Step-by-step solution

Given data

The functions are\(g(t) = \sin \;\left( {{e^x} - 1} \right)\) and \(g(t) = \sqrt {1 - {2^t}} \).

Concept of domain

The domain is the set of all input values of the function for which the function is real and defined.

The domain of an exponential functions\(y = {a^x},\;a > 0\)and\(a \ne 1\)is the set of real values.

That is,\( - \infty < x < \infty \).

Find the domain of the function \(g(t) = \sin \;\left( {{e^x} - 1} \right)\)

(a)

Notice that the sine function is defined on all real numbers and the exponential function also is defined for all real numbers.

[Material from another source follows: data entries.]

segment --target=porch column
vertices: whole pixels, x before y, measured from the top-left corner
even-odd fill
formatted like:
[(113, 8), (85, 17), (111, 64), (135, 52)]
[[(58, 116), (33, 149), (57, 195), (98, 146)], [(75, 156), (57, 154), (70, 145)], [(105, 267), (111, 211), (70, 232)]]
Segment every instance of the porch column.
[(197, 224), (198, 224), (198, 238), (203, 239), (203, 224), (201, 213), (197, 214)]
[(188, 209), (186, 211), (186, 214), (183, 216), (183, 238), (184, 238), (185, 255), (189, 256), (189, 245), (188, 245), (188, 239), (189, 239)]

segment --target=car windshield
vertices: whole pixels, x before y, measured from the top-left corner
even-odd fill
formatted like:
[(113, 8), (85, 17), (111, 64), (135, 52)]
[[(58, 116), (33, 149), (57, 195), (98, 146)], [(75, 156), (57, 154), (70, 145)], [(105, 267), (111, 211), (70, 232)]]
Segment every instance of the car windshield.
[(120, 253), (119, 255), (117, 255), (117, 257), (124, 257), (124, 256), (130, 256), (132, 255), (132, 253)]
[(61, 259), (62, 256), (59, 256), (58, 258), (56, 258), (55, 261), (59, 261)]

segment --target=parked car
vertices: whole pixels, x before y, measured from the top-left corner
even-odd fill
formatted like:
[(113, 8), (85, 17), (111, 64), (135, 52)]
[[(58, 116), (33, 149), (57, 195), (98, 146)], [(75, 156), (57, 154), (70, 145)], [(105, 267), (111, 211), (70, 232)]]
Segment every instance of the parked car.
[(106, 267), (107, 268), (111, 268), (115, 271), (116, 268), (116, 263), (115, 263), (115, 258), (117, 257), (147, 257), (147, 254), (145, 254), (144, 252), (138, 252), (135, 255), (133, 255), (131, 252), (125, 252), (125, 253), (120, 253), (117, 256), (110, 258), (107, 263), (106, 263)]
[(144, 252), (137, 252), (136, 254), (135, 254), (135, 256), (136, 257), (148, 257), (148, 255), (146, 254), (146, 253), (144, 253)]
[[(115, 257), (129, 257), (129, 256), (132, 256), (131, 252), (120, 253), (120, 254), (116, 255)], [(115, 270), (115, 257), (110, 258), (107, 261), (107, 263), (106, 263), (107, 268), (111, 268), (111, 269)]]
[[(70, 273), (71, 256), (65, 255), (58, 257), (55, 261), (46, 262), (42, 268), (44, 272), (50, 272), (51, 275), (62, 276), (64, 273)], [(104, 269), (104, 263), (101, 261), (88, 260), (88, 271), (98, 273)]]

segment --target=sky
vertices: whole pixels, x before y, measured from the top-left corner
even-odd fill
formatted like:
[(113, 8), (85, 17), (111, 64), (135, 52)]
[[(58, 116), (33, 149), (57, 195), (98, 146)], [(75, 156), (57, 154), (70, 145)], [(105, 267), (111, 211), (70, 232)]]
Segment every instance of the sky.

Thus, the function \(g(t) = \sin \left( {{e^t} - 1} \right)\) is defined on set of all real numbers.

Therefore, the domain of the function is whole \(R\).

Thus, the interval notation of the domain of the function is \(( - \infty ,\infty )\).

Find the domain of the function \(g(t) = \sqrt {1 - {2^t}} \)

(b)

Since, the radicand cannot take negative values, \(1 - {2^t} \ge 0\).

Thus, \(1 \ge {2^t}\).

Express 1 as a power of 2 and obtain the value of \(t\) as follows:

\(\begin{array}{c}{2^0} \ge {2^t}\\0 \ge t\\t \le 0\end{array}\)

Thus, the function \(g(t) = \sqrt {1 - {2^t}} \) is defined when \(t \le 0\).

Therefore, the domain of the function is \(t \le 0\).

Thus, the interval notation of the domain of the function is \((\infty ,0)\).